NIST/Industry Developed Temperature Tracking Device for Packages May Have Climate Metrology Applications
From NIST Tech Beat: June 7, 2011
Contact: Mark Esser
National Institute of Standards and Technology (NIST) researchers are working to reduce the uncertainty associated with climate-change measurements using a mobile temperature-sensing technology made for tracking delicate or perishable, high-value packages in transit. Developed by international shipper FedEx and tested with help from NIST, the device connects to cell phone networks to provide users with near real-time information on the package’s precise location, temperature, humidity, pressure, acceleration, elevation and exposure to light.
Historically, package tracking has provided information to customers about a package’s route and anticipated delivery date and time. Seeking to provide customers with more information on the “vital signs” of their shipments, the company approached NIST about the feasibility of achieving accurate temperature measurements in a mobile device.
“The primary function of the device is to monitor temperature-sensitive materials such as medicines and vaccines, tissues, organs, blood, etc.,” says Greg Strouse, leader of NIST’s Temperature and Humidity Group. “We tested the beta units when they were transmitting information and when they were simply recording it, and we found that the devices create heat when transmitting, which throws off the measurement. To fix that, we developed performance data and an algorithm that kicks in to correct the temperature measurement when the device is actively communicating.”
Once all the kinks were ironed out, Strouse and his group worked with the National Voluntary Laboratory Accreditation Program (NVLAP), a NIST service that tests and accredits independent testing laboratories, to help the company find a capable, independent lab to test the devices en masse.
The result was a palm-sized device that a customer can place inside a package.

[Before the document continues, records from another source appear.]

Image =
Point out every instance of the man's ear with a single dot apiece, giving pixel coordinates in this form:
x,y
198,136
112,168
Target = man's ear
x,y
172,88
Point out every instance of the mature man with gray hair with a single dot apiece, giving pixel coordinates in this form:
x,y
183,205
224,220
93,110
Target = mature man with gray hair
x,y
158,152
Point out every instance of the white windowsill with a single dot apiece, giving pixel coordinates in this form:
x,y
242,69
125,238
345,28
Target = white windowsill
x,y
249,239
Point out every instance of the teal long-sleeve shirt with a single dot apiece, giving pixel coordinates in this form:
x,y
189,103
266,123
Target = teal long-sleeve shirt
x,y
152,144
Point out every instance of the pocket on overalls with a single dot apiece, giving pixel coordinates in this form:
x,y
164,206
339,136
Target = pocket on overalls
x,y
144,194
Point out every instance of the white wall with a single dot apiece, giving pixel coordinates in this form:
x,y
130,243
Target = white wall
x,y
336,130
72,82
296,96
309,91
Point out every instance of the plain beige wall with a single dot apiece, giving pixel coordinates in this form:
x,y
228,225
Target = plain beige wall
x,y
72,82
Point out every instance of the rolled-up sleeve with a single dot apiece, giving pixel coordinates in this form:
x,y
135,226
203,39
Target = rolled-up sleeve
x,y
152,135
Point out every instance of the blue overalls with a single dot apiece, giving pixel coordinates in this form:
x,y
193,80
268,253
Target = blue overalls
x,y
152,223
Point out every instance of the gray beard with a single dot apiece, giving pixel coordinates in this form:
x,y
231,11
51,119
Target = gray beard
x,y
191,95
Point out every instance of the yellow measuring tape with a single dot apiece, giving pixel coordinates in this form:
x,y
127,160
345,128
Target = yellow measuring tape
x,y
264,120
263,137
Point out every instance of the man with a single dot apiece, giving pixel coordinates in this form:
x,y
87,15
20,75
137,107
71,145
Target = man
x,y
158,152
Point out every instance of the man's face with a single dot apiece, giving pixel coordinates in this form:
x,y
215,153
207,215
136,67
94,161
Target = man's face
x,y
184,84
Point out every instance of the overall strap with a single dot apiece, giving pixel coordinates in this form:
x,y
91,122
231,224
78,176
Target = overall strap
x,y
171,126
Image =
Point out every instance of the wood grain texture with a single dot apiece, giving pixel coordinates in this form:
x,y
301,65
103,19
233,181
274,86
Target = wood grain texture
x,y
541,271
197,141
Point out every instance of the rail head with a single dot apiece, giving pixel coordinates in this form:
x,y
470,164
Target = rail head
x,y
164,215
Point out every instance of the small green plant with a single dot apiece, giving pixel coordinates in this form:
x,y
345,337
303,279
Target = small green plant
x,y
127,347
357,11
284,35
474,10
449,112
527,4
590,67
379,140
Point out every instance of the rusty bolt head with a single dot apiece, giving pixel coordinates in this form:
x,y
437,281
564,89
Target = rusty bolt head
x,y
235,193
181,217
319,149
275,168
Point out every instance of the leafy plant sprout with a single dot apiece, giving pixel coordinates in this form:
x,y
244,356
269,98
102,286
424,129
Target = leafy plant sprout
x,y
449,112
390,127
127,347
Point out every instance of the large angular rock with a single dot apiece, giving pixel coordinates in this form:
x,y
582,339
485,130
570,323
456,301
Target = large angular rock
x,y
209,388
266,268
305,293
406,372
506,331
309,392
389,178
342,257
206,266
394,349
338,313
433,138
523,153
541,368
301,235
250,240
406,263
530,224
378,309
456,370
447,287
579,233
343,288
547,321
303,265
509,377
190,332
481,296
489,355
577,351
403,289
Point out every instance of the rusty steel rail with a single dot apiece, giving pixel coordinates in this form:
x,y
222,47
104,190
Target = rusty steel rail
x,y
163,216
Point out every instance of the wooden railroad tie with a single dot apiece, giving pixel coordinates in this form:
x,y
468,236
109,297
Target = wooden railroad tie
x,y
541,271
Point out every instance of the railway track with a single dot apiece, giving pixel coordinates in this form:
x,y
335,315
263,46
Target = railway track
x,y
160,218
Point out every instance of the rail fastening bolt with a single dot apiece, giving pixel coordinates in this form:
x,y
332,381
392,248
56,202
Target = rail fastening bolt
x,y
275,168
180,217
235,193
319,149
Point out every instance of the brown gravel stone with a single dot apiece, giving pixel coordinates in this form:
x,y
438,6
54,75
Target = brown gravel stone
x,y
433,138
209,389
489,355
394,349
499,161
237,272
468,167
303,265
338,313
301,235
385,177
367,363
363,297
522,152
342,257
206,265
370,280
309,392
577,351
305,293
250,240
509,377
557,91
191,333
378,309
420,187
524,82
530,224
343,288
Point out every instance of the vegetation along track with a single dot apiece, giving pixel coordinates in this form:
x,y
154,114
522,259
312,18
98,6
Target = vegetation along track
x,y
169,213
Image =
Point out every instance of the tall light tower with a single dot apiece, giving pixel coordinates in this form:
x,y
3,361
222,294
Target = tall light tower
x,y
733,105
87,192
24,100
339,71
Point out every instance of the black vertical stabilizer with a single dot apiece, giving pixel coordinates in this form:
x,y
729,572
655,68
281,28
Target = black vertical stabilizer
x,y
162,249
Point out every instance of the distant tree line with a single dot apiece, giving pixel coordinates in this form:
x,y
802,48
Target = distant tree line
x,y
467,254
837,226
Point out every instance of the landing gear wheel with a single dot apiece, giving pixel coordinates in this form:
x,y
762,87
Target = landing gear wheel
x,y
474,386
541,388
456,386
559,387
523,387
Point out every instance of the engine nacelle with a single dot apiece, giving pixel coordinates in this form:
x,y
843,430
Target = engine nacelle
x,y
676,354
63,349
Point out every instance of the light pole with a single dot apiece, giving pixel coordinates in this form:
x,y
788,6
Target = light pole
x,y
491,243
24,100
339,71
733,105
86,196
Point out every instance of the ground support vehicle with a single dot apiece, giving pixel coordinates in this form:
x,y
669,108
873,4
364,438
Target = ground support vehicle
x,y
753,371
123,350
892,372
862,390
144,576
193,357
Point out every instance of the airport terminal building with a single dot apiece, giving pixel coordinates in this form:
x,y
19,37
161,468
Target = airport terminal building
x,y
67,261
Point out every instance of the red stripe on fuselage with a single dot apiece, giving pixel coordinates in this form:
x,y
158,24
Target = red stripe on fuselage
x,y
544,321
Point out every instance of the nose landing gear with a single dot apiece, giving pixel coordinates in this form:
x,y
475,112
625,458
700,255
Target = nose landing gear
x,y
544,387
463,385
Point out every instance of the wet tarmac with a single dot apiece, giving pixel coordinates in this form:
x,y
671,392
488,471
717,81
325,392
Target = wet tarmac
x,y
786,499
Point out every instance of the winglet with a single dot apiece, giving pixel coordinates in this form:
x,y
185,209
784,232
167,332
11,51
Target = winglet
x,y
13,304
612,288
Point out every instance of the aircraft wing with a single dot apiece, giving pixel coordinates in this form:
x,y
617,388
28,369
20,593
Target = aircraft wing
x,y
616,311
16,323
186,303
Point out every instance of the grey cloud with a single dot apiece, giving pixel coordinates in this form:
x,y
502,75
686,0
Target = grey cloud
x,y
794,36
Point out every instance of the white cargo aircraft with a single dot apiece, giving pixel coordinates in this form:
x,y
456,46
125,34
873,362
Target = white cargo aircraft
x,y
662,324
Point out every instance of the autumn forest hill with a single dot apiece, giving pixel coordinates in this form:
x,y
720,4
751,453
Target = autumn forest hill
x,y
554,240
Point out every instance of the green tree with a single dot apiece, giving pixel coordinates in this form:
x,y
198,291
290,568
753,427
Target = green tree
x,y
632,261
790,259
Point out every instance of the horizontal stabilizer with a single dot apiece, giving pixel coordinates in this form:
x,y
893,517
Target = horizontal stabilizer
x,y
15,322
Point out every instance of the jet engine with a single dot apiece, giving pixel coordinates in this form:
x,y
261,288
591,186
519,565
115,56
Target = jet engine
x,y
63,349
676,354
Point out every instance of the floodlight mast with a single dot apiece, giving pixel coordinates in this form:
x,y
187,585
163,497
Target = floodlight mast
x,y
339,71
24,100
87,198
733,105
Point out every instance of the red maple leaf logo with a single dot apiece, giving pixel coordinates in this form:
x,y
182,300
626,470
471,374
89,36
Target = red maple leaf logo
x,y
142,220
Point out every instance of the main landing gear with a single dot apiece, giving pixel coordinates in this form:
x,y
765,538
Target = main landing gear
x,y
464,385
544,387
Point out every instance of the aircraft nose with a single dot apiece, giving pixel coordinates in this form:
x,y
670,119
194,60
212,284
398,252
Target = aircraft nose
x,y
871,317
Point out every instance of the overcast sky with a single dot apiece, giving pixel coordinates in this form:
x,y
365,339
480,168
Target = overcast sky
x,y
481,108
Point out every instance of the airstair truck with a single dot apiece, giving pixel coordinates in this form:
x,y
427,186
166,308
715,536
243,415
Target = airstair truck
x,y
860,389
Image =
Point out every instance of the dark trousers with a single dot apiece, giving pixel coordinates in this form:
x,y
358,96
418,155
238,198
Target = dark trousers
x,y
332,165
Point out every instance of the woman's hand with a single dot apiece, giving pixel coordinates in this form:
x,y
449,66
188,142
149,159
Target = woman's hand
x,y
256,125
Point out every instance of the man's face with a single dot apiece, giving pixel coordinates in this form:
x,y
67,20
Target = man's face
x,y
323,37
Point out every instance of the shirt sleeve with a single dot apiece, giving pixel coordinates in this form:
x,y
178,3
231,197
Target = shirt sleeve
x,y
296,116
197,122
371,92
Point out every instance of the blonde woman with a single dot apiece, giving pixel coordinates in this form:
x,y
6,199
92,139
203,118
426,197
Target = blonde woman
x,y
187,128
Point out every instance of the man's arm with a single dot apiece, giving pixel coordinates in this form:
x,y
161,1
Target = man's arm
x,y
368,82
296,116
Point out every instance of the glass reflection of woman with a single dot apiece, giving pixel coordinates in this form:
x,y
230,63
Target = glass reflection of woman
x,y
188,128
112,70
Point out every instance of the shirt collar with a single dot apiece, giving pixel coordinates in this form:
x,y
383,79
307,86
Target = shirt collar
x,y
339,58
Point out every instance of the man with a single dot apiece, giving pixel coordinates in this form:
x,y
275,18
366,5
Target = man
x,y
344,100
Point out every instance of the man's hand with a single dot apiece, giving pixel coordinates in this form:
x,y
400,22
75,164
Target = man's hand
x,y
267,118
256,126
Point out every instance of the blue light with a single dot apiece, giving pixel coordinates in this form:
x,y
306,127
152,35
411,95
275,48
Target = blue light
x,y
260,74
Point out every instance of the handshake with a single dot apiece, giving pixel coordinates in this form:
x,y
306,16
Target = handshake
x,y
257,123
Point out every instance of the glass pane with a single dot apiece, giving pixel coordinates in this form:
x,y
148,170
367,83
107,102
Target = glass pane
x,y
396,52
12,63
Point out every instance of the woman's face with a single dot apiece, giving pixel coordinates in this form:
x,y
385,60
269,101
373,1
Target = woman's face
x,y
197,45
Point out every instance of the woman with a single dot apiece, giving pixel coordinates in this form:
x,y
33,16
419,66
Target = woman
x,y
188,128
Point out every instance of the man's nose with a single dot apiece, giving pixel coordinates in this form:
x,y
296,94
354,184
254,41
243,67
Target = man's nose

The customer can monitor the transit of their package in real time through a Web-based interface. A GPS receiver in the device provides location information, and the device sends updates on its status wherever it can get a cell phone signal. It even monitors the shipments while aboard airplanes and transmits the data upon landing.
Accurate to within 0.02 degrees Celsius and able to send and store data for up to 30 days, the technology lent itself quite easily to another NIST project focused on measurements for climate change. The device’s connectivity and accuracy make it ideal for monitoring surface air temperature, which climate scientists often use to evaluate the performance of their models.
“Because continuous measurement can be more informative than daily minimum and maximum temperature observations, we’re looking into the potential for using these devices as prototype weather stations and comparing their results with the analog and digital style instruments used for weather observations,” says Strouse. “Our goals are to better understand and quantify the measurement uncertainty of both the historical analog and current digital measurement systems as well as improving the science base for metrology used in surface air temperature measurements.”
NIST is planning to station three of the devices at locations around the NIST campus in Gaithersburg, Md. The group intends to also erect a tower to mount one of the devices to better understand 3-D temperature gradient mapping strategies near the surface.